At 6.30 this morning the evacuated glass solar collector tubes were icy - but not for long!
And, as soon as the sun peeps over the escarpment in the morning, the collector starts ticking up through the degrees, generally (at least while I've been watching it) at two or three degrees celsius per minute.

The sun, arriving for work at 6.30 this morning
It's now 1.00pm, and I've just checked the readings again. Although the day is currently overcast, the collector is sitting at 100°C, and the tank is sitting at its maximum temp of 60°C.

I'd almost forgotten how much fun data collection can be!
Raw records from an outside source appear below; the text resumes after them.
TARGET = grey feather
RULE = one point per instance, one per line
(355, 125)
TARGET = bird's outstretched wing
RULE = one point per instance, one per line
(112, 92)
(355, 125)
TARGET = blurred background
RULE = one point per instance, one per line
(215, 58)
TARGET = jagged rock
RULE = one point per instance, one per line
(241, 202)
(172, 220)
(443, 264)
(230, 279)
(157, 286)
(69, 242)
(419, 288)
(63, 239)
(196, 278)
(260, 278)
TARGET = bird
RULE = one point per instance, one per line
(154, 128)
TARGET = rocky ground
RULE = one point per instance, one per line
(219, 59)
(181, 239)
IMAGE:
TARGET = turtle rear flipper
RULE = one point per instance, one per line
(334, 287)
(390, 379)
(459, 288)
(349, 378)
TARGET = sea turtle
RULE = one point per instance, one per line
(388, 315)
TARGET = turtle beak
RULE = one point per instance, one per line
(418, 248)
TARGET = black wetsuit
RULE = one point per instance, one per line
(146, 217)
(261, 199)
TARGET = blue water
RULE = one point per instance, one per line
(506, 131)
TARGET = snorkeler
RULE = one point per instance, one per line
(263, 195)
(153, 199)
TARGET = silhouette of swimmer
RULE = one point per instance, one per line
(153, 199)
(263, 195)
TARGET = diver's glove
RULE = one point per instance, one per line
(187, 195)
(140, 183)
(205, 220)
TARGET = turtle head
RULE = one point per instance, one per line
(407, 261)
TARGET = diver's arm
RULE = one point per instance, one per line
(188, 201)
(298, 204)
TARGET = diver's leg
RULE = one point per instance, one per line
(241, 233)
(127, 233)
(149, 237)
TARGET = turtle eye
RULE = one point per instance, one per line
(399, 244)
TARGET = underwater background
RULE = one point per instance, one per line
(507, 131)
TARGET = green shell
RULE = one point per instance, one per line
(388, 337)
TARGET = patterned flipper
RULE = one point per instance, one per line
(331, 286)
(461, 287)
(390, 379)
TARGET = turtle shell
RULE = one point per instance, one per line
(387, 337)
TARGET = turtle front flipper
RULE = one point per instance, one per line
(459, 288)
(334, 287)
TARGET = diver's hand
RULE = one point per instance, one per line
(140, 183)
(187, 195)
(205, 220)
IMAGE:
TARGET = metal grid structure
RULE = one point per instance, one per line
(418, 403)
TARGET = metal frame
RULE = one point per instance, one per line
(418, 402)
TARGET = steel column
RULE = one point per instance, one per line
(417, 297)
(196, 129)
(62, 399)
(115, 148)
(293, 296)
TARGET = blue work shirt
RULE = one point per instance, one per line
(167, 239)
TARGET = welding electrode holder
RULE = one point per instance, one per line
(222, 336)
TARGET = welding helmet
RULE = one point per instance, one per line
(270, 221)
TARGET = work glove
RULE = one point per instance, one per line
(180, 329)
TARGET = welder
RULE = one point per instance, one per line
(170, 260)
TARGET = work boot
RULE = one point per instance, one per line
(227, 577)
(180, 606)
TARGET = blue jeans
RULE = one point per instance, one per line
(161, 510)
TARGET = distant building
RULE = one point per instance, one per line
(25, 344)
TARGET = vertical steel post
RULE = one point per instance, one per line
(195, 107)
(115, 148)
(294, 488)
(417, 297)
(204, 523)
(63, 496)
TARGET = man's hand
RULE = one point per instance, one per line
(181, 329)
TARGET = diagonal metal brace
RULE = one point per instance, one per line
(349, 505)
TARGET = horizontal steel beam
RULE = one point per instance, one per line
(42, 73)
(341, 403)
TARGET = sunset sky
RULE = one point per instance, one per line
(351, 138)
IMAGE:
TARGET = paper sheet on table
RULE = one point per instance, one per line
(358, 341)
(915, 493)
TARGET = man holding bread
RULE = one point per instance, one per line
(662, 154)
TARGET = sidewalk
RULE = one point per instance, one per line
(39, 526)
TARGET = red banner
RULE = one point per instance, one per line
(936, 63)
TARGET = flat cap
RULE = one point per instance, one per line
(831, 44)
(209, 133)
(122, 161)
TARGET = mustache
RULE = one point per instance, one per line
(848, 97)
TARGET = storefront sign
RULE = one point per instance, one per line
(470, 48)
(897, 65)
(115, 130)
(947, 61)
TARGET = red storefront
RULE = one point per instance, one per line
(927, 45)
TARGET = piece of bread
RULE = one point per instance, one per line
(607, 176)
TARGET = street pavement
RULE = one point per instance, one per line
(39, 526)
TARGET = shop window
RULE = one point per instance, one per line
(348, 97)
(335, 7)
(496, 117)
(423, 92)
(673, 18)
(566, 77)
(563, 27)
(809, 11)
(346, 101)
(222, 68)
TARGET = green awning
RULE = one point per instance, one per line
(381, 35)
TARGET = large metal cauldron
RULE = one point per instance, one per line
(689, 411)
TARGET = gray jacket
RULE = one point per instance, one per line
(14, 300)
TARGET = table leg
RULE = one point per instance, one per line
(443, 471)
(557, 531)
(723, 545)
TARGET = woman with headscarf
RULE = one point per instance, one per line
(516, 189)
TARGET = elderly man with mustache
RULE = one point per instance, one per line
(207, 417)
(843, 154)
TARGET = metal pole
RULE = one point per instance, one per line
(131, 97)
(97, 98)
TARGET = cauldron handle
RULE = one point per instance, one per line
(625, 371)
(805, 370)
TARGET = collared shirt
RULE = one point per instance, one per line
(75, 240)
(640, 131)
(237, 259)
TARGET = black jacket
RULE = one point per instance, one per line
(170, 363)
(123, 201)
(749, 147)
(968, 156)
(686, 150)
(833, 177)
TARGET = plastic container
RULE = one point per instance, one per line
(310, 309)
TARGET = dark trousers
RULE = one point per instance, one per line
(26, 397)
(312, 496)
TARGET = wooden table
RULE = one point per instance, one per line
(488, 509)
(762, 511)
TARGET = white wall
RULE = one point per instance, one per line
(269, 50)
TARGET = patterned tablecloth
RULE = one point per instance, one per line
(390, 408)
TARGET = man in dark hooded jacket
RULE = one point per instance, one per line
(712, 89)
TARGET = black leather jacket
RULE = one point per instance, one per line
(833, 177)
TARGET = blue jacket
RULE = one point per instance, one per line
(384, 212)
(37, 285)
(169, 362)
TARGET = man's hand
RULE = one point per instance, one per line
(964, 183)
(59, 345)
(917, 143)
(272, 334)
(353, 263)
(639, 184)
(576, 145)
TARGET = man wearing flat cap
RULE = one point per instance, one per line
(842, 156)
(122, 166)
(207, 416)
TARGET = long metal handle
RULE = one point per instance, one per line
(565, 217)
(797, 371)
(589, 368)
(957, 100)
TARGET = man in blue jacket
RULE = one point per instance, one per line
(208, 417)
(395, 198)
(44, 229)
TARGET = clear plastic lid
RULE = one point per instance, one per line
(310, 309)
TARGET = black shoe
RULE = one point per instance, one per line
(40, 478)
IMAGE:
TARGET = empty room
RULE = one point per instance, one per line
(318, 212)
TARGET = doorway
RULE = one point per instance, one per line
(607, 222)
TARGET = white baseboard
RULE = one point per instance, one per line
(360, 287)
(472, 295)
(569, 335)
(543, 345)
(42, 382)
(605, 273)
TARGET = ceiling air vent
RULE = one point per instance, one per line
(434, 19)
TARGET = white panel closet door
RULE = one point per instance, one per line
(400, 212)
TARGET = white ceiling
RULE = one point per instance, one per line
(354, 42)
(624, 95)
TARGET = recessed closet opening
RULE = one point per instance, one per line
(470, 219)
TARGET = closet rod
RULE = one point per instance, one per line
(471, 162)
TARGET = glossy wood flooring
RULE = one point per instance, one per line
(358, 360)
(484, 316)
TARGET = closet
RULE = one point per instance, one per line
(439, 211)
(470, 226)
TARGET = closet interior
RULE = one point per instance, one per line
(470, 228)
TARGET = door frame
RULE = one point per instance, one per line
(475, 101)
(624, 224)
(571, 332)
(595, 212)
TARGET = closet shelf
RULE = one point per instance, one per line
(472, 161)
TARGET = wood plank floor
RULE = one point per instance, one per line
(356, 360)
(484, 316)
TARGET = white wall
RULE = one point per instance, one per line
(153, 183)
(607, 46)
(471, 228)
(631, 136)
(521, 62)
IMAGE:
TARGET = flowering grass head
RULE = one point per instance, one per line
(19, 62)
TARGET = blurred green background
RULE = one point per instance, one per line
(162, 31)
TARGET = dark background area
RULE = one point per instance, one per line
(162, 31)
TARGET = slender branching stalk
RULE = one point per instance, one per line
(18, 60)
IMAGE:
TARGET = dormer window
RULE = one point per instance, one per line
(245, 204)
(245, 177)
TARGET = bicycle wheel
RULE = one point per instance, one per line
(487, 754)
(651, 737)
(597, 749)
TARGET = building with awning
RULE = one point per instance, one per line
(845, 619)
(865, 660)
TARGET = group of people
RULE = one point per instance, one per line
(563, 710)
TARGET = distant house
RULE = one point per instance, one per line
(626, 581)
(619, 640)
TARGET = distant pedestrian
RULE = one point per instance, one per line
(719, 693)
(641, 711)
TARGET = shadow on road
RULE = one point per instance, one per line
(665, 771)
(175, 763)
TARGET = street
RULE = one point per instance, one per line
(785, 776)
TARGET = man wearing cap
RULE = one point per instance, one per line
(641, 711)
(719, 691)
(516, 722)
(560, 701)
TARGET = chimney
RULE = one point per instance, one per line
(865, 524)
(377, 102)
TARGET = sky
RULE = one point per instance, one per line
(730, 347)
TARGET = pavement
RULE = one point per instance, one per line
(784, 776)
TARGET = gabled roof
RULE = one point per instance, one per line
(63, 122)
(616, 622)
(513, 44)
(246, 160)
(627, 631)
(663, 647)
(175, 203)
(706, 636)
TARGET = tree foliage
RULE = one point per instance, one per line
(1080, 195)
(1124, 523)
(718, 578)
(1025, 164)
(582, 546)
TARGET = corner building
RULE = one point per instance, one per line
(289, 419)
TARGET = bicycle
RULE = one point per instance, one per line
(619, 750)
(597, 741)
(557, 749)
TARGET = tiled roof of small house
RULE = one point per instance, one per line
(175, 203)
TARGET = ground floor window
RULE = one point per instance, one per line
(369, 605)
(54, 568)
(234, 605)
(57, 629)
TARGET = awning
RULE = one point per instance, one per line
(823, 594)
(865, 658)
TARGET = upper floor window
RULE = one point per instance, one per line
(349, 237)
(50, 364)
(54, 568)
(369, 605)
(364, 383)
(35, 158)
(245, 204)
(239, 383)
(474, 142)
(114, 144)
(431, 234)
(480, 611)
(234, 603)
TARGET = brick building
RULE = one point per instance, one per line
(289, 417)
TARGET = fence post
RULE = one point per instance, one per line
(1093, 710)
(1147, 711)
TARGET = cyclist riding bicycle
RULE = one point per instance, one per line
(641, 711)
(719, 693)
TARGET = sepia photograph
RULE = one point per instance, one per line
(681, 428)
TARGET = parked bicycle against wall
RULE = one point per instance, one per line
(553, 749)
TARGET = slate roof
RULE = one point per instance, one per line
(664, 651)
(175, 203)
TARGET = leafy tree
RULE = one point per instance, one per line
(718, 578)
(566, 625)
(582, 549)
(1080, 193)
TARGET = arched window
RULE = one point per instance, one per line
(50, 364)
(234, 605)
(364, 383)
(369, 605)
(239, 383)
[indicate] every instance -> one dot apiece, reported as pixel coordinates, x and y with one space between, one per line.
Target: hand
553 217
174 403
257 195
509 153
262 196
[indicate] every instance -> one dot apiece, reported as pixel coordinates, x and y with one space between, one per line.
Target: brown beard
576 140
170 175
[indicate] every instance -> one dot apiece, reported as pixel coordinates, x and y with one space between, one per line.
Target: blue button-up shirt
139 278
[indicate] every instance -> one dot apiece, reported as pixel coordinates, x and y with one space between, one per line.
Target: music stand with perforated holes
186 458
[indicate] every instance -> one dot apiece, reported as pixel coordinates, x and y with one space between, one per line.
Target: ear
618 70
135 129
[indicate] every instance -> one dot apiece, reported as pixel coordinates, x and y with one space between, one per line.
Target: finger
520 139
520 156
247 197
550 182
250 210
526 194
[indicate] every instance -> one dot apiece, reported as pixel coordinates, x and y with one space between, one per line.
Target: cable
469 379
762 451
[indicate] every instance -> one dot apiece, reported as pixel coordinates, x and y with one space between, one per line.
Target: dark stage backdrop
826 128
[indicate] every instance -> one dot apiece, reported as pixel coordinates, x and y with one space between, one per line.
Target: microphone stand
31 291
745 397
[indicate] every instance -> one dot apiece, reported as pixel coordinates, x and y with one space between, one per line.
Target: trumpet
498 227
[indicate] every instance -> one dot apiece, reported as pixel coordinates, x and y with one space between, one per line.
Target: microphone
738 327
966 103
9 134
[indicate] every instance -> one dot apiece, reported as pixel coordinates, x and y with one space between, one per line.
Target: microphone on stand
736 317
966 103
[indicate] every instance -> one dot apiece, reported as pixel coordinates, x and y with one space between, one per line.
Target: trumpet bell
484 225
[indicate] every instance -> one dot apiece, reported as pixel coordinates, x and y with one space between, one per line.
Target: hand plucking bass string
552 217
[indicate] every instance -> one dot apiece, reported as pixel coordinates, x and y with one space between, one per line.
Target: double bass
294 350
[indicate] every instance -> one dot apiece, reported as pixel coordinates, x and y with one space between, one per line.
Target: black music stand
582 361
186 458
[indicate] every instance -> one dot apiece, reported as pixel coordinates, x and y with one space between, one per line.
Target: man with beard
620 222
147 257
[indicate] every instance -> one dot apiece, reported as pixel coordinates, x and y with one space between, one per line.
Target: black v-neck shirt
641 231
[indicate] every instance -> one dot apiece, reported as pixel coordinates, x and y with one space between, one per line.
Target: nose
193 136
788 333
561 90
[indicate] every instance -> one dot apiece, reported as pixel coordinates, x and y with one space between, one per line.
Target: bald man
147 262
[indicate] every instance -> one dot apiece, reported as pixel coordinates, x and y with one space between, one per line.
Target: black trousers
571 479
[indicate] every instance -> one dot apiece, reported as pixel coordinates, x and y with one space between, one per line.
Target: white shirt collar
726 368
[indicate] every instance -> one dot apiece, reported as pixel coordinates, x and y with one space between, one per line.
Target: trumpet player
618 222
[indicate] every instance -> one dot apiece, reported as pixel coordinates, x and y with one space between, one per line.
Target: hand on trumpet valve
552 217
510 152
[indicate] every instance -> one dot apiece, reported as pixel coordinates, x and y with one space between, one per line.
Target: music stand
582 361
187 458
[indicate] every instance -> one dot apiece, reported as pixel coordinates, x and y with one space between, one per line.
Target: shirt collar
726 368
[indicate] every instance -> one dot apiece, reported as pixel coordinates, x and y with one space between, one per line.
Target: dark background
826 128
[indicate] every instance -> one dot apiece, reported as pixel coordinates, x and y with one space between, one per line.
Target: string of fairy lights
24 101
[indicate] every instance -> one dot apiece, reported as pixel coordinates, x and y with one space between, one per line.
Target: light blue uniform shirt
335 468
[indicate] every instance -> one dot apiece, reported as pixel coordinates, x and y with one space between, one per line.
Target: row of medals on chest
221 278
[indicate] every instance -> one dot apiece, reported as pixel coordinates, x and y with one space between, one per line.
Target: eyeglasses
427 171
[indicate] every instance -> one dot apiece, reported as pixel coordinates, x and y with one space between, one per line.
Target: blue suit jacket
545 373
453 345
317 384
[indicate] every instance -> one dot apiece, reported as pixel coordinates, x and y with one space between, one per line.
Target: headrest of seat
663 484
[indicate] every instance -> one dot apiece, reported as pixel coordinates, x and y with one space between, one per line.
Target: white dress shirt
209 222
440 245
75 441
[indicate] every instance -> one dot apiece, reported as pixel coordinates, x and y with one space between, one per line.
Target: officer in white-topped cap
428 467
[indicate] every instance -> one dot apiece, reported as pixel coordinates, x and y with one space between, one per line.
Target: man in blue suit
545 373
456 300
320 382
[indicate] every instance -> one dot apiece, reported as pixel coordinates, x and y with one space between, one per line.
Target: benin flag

Friday, September 24, 2010

My community spirit takes another dive.

I mentioned last week that one of our neighbours dobbed us in to our council for (allegedly) spraying raw sewage into the creek. Our neighbours couldn't have been more wrong, and that little community encounter was disappointing, to say the least.

I've also mentioned before that I rent an old house to a large family who would probably be described in the tabloid media as tenants from hell.

Well, that rented house sits on three adjacent quarter-acre blocks. The tenants have the use of half an acre, while I use the remaining (fenced-off) quarter-acre as an aollotment on which I grow fruit and vegies.

Correction: I try to grow fruit and vegies.

I went over to weed and water the garlic a few days ago, and this was the sight that greeted me:

The garlic vandal's handiwork
 Of 60 thriving garlic plants, 32 had been pulled out of the soil and left to dry out in the sun.

It's really hard to know how to respond to this kind of mindless vandalism.

For starters, I didn't actually see who perpetrated this petty crime against self-sufficiency - just like I didn't see who took most of my pumpkins last season, or who broke all the branches on the lemon tree my mother gave me for my birthday a few years ago.

But, based on various pieces of evidence, it's a pretty safe bet that the tenants' children are the culprits.

The really sad part is that we have always actively encouraged the tenants' children when they showed any kind of interest in what we were doing with our food garden.

A few years ago, their eldest boy (now aged 11, and frequently suspended from school) used to love using our mattock to dig up thistles, even though the mattock was almost as big as he was, and he usually lost interest after about 30 seconds.

He would always be hanging around us, usually under foot and pestering us for attention - but we could hardly blame him for wanting a break from his home, which is in a state of almost constant shouting, swearing, and general mayhem.

This young boy helped us to turn local horse manure and green waste into compost.

He also helped us plant and tend the tomatoes, potatoes, and other green goodies.

When it was time for tomato harvest, we gave him an arm-load of tomatoes to take home to his Mum. We had a faint glimmer of hope that he and his siblings might get fresh tomatoes with their dinner that night, rather than something from the freezer section of the supermarket (in a town as small as ours, everyone knows what everyone else buys at the supermarket!).

The next time we saw him, we asked him if they'd enjoyed the tomatoes. His response stunned me:

"Mum says we don't eat food grown in shit."

And he never once came back to help us in the garden again.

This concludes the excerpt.